3 Translator’s note: These “rebates” are reimbursements to states that are net contributors to the EU budget. Britain first won them in the 1980s; France had hoped to phase them out in the post-Brexit EU.
4 Translator’s note: As Reuters reported, EU leaders “concerned by the increasing authoritarianism of Hungarian Prime Minister Viktor Orban” … nevertheless agreed to “vague language [that] paled in comparison to earlier promises of tough conditions.” Orban told reporters that “he had ‘thwarted and repelled’ efforts to tie disbursement of funds to democratic values. Polish Prime Minister Mateusz Marawiecki hailed the ‘whole architecture of supervision’ as a success.”
5 Translator’s note: The New Hanseatic League, or Hansa, is a bloc of finance ministers from several EU nations — Denmark, Estonia, Finland, Ireland, Latvia, Lithuania, the Netherlands, and Sweden — that was established in February 2018 based on a founding document setting out fiscally conservative principles regarding the “architecture of the Economic and Monetary Union” of the EU. Its name comes from the trading partnership known as the Hanseatic League that existed in northwestern and central Europe from the 14th to the 16th or 17th centuries (depending on how one defines the League’s demise).
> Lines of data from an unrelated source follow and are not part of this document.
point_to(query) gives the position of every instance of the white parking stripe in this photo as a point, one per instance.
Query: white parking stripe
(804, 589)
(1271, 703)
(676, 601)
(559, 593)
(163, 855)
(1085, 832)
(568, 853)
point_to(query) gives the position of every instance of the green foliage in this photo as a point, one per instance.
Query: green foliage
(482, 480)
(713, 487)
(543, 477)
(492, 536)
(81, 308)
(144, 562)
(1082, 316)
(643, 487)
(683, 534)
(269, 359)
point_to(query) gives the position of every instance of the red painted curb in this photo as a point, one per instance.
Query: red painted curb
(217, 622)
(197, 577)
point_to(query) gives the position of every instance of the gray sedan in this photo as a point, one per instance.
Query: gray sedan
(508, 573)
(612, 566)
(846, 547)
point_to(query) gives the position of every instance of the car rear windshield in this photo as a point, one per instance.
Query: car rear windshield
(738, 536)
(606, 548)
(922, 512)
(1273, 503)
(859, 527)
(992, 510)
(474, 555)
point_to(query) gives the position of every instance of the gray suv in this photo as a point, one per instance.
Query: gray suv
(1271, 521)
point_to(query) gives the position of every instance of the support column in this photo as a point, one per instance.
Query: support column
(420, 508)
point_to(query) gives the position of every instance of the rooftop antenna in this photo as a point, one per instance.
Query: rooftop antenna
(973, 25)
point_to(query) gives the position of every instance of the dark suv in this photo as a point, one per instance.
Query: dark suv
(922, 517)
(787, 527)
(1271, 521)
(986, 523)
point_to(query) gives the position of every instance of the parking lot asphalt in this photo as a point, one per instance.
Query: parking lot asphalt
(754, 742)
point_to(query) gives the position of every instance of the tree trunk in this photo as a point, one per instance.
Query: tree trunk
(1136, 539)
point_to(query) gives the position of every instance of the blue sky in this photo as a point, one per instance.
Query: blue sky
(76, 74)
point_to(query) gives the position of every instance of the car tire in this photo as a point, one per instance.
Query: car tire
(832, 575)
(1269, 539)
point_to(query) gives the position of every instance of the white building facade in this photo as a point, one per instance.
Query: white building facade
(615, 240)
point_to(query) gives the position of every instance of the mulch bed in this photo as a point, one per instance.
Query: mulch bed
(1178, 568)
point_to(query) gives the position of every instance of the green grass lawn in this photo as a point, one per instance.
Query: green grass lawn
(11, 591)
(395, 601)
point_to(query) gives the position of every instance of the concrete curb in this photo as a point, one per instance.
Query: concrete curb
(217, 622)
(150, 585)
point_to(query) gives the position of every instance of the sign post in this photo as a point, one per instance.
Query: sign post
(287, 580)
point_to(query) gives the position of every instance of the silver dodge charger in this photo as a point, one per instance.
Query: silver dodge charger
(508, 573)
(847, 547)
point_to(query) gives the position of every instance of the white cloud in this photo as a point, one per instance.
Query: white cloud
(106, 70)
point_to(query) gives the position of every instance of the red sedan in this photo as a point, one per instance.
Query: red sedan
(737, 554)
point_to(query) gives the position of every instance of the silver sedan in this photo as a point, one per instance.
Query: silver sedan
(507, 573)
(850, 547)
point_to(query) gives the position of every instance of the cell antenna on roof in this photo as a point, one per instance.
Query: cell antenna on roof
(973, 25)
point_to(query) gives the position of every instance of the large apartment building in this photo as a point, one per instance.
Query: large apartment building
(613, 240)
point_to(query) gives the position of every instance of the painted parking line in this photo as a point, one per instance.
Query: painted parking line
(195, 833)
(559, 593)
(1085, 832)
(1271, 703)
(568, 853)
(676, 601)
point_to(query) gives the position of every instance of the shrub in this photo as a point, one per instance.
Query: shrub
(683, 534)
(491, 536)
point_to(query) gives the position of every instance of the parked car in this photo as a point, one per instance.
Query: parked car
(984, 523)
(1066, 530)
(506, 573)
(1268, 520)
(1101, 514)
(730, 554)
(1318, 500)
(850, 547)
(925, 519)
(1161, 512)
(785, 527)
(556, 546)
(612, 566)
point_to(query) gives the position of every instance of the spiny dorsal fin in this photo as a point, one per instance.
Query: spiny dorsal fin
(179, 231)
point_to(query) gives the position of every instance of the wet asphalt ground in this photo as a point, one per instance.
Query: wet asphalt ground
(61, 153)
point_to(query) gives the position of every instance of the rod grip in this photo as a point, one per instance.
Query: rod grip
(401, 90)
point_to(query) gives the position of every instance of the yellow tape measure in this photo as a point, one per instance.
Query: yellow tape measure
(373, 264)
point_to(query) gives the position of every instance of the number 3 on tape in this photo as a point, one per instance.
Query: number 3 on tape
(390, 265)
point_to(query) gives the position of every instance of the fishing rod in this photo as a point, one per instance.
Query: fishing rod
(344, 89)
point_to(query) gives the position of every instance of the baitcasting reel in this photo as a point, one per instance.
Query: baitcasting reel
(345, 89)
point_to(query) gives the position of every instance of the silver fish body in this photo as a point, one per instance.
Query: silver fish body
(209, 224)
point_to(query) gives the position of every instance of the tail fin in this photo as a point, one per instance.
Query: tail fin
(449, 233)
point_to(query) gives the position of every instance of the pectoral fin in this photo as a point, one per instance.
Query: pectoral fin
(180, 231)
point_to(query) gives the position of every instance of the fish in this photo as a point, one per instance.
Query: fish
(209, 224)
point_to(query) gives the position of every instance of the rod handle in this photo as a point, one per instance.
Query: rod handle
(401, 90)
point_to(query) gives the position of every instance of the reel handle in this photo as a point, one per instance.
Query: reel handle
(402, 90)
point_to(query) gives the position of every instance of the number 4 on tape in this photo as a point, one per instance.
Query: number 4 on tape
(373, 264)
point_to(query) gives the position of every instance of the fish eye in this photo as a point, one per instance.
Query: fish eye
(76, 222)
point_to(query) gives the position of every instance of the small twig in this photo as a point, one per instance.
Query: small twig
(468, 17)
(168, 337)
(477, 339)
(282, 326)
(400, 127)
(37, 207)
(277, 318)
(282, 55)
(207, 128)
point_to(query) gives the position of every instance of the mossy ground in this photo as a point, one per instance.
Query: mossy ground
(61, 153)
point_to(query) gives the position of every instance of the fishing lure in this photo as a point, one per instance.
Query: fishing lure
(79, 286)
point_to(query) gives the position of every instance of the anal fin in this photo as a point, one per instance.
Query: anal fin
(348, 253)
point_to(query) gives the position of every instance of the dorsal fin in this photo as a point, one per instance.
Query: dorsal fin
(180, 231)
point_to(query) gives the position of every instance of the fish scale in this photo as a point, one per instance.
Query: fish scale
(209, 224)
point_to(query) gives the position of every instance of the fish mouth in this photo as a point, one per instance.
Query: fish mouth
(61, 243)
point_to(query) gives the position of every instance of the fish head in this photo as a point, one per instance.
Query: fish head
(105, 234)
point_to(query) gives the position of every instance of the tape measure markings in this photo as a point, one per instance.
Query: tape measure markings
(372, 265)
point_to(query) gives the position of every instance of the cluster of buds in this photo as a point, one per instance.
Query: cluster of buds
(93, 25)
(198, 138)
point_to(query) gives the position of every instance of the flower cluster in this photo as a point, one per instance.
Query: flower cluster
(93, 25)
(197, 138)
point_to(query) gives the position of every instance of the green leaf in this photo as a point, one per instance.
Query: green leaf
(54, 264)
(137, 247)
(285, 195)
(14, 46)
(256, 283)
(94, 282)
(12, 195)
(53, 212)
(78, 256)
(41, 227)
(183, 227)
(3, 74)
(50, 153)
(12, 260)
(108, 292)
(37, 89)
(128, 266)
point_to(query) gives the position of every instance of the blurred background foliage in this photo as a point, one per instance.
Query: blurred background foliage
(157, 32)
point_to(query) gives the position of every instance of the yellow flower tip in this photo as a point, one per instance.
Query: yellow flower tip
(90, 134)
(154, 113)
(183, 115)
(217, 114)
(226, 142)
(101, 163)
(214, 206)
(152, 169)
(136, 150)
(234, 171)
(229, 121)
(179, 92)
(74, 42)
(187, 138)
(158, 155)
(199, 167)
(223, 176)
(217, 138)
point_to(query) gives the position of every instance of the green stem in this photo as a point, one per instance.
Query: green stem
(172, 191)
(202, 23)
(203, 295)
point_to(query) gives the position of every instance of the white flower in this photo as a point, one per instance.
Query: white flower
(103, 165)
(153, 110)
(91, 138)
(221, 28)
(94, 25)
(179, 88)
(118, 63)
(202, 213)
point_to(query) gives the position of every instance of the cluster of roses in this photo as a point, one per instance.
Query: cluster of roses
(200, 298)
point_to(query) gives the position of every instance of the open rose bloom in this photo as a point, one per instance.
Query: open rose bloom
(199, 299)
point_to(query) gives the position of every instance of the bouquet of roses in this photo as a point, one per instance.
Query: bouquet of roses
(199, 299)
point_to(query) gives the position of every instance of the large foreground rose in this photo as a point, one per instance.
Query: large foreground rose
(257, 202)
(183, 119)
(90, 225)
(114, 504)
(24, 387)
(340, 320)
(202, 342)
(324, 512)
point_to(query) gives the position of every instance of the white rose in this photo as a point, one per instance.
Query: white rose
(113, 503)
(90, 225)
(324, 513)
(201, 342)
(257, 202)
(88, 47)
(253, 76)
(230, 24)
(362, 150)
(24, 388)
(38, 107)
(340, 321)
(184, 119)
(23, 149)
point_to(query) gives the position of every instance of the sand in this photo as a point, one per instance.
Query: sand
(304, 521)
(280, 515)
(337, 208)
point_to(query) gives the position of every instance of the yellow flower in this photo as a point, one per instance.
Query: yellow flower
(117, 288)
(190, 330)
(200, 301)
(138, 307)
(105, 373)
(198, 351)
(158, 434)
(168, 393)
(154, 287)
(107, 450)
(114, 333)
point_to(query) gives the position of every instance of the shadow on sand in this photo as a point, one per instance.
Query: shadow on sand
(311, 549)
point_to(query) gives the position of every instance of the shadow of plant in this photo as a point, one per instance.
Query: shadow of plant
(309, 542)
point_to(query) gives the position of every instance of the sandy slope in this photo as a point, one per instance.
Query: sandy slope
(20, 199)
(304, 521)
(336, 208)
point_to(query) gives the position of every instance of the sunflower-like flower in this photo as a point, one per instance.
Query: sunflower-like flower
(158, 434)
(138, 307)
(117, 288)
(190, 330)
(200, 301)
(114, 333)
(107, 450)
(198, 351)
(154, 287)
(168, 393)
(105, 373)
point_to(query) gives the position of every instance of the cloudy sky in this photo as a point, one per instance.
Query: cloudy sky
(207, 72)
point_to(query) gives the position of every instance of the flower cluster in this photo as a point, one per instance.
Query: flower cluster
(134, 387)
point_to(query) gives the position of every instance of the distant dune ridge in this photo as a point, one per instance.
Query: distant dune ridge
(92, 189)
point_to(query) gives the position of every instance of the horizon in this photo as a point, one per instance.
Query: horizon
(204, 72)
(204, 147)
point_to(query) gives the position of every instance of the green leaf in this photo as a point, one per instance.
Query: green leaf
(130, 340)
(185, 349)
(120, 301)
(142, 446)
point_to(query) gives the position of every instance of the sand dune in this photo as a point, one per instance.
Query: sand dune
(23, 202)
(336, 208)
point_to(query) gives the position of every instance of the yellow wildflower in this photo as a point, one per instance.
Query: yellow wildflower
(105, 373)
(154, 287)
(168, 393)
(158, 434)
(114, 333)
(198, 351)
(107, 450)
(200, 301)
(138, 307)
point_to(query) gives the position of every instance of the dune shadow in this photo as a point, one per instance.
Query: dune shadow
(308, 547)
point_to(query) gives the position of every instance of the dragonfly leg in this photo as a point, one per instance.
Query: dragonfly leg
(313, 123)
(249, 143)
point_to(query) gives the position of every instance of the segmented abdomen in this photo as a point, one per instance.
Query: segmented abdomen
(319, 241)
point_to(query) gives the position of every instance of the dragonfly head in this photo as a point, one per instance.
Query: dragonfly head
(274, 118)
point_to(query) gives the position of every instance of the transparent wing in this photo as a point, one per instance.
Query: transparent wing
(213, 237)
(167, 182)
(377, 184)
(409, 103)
The Visegrád Group, also known as the Visegrád Four or V4, is an alliance of four EU countries in central Europe — the Czech Republic, Hungary, Poland, and Slovakia — that met in Visegrád, Hungary, in 1991 to discuss mutual cultural and political interests. The four countries all joined the EU on May 1, 2004.
6 Translator’s note: Iglesias, the secretary-general of the Podemos party in the Spanish State, is the second deputy prime minister of Spain and led his party into the Spanish State’s government at the beginning of 2020.